Then things went terribly wrong, and TRIGON was caught. KGB officers raided his residence in Moscow, but before they could get him to confess, he swallowed a lethal pill that was hidden in his fountain pen. He died within seconds.

Sound familiar?

The infamous lethal pill is also a prop in "Get Smart," the cinematic remake of the 1965 sitcom that opened in theaters Friday. In the movie, Agent 86 (Steve Carell) is equipped with various spy gadgets for his mission against the crime organization KAOS. In his belt buckle is a lethal pill that he is required to ingest if interrogated.

Although TRIGON was a real CIA spy and Agent 86 is fictitious, Hollywood's early depiction of spy gadgets is not far from reality.

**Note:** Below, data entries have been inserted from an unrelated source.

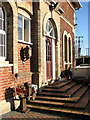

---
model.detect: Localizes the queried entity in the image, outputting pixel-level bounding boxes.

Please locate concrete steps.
[27,81,90,116]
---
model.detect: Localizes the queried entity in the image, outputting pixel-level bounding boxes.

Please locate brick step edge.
[26,105,90,117]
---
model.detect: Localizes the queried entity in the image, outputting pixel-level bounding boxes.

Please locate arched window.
[0,6,6,60]
[69,37,71,62]
[18,11,31,43]
[64,35,67,62]
[46,20,55,37]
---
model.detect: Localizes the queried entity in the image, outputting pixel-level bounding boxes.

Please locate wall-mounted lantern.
[20,46,32,63]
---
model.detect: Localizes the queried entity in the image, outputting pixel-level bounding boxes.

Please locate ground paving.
[1,111,89,120]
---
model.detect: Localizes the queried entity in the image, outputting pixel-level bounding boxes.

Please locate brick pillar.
[32,2,41,85]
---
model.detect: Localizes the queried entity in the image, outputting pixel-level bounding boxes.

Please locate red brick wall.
[0,43,32,101]
[18,43,30,73]
[0,67,14,101]
[60,18,73,69]
[60,2,74,24]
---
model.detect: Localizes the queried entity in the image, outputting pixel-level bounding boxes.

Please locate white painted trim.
[18,12,31,44]
[52,39,56,80]
[63,31,67,68]
[67,0,75,12]
[44,34,56,40]
[0,64,13,67]
[60,15,75,28]
[0,4,7,61]
[67,33,72,64]
[44,37,47,83]
[18,11,31,20]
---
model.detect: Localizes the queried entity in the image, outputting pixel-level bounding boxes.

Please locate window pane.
[0,46,3,57]
[24,18,29,42]
[18,16,22,40]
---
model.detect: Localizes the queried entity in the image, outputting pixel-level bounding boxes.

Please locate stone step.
[73,86,88,100]
[26,104,90,117]
[65,84,83,97]
[38,92,69,98]
[64,91,89,109]
[42,83,82,95]
[36,96,79,102]
[28,100,65,107]
[45,80,71,89]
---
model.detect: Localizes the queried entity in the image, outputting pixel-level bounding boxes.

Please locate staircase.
[27,80,90,117]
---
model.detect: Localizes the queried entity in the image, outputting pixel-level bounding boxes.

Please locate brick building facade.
[0,0,81,114]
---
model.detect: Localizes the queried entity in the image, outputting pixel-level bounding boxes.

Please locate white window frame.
[0,5,7,61]
[18,13,31,44]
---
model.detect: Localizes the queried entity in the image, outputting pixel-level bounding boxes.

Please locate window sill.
[18,40,33,45]
[0,61,13,67]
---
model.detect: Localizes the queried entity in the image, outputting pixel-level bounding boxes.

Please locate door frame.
[44,36,56,83]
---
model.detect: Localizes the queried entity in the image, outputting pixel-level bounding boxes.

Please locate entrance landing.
[27,80,90,117]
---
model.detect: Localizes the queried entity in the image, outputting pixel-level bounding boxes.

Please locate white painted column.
[52,39,56,80]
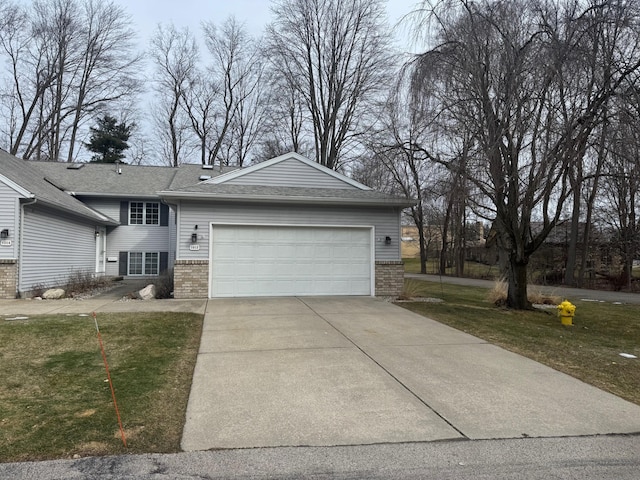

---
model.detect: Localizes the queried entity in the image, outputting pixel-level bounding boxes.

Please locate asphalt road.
[0,435,640,480]
[405,273,640,304]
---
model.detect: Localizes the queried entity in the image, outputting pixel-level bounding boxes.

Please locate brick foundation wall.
[173,260,209,298]
[0,259,18,299]
[376,260,404,297]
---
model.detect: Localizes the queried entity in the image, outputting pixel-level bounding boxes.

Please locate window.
[127,252,160,275]
[129,202,160,225]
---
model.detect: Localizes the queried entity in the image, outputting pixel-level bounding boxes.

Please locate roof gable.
[0,149,118,224]
[0,174,33,198]
[205,152,371,190]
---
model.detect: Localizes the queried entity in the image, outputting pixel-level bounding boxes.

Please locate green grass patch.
[400,280,640,405]
[0,313,203,462]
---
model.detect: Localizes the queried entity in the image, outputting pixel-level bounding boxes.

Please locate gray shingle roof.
[160,183,415,207]
[0,149,118,225]
[30,162,235,197]
[1,152,414,209]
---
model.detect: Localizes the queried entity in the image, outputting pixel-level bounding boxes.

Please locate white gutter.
[158,191,416,207]
[16,194,38,295]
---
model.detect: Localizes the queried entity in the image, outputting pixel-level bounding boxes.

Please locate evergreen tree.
[85,115,135,163]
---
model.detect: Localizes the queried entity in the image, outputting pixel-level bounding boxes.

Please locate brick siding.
[0,260,18,299]
[173,260,209,298]
[376,260,404,297]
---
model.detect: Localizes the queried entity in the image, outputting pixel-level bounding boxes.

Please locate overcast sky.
[115,0,419,50]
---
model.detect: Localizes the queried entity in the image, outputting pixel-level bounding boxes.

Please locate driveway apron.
[182,297,640,450]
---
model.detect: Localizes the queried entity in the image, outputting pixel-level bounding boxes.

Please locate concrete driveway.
[182,297,640,450]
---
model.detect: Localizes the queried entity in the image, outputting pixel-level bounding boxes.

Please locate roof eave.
[65,190,158,199]
[158,191,416,208]
[32,199,120,227]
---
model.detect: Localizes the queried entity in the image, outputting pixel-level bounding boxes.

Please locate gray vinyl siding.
[225,159,356,189]
[177,201,400,260]
[0,182,20,259]
[82,198,176,276]
[18,204,96,292]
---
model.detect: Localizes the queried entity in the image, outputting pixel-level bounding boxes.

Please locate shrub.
[62,270,110,297]
[154,268,173,298]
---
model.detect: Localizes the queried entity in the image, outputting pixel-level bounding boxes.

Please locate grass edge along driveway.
[398,279,640,405]
[0,313,204,462]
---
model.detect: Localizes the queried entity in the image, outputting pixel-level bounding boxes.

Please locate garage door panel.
[210,225,372,297]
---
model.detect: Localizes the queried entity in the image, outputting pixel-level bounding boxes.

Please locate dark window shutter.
[160,203,169,227]
[120,201,129,225]
[160,252,169,273]
[118,252,129,277]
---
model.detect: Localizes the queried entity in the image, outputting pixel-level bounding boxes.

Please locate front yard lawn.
[399,280,640,405]
[0,313,203,462]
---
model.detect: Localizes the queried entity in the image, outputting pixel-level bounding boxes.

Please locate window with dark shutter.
[118,252,129,277]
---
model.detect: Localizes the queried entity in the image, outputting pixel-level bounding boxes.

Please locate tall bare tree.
[151,24,199,167]
[267,0,396,169]
[0,0,141,161]
[203,17,265,166]
[414,0,640,309]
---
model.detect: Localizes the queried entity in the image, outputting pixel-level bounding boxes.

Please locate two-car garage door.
[209,225,373,297]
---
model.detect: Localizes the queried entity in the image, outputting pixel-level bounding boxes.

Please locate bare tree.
[414,0,640,309]
[0,0,140,160]
[267,0,396,169]
[598,87,640,288]
[203,17,265,166]
[151,25,198,167]
[369,77,446,273]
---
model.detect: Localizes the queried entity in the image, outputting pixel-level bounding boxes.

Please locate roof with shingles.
[159,183,415,207]
[29,162,235,197]
[2,152,415,208]
[0,149,118,225]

"It is reasonable to say that many of the devices that were initially portrayed in fictional series and movies inspired [the CIA's] Office of Technical Service officers to see if these devices were possible," said Robert Wallace, 63, a former director of that CIA department.

He and H. Keith Melton co-authored "Spycraft: The Secret History of the CIA's Spytechs from Communism to Al-Qaeda" (Dutton, $29.95). The book inventories gadgets that Mr. Melton, a technical tradecraft historian at the Interagency Training Center, collected over the past 20 years and describes their function in real CIA missions.

"Keith has the largest private collection of spy gadgets of anyone in the world," Mr. Wallace said.

Among Mr. Melton's collection is the T-50 lighter camera, which was used in TRIGON's mission in the Soviet Union. The camera had a 4-millimeter-diameter lens that was made with glass elements the size of a pinhead. The T-50 was designed specifically for photographing documents, and it could hold up to 50 exposures. It was designed to be integrated in an array of items such as pens, watches, cigarette lighters, tie pins or key fobs.

Another spy fantasy that became true is the use of concealment devices for covert communications. Listening devices were placed in anything from a gutted and freeze-dried rat to a rock on the ground, according to the book.

In 1998, the Office of Technical Service combined the use of concealed audio with tracking devices to find suspected al-Qaida members. A prime target was an al-Qaida forger who specialized in altering travel documents. He was married to a woman living in the Balkans who claimed to have no knowledge of her husband's whereabouts.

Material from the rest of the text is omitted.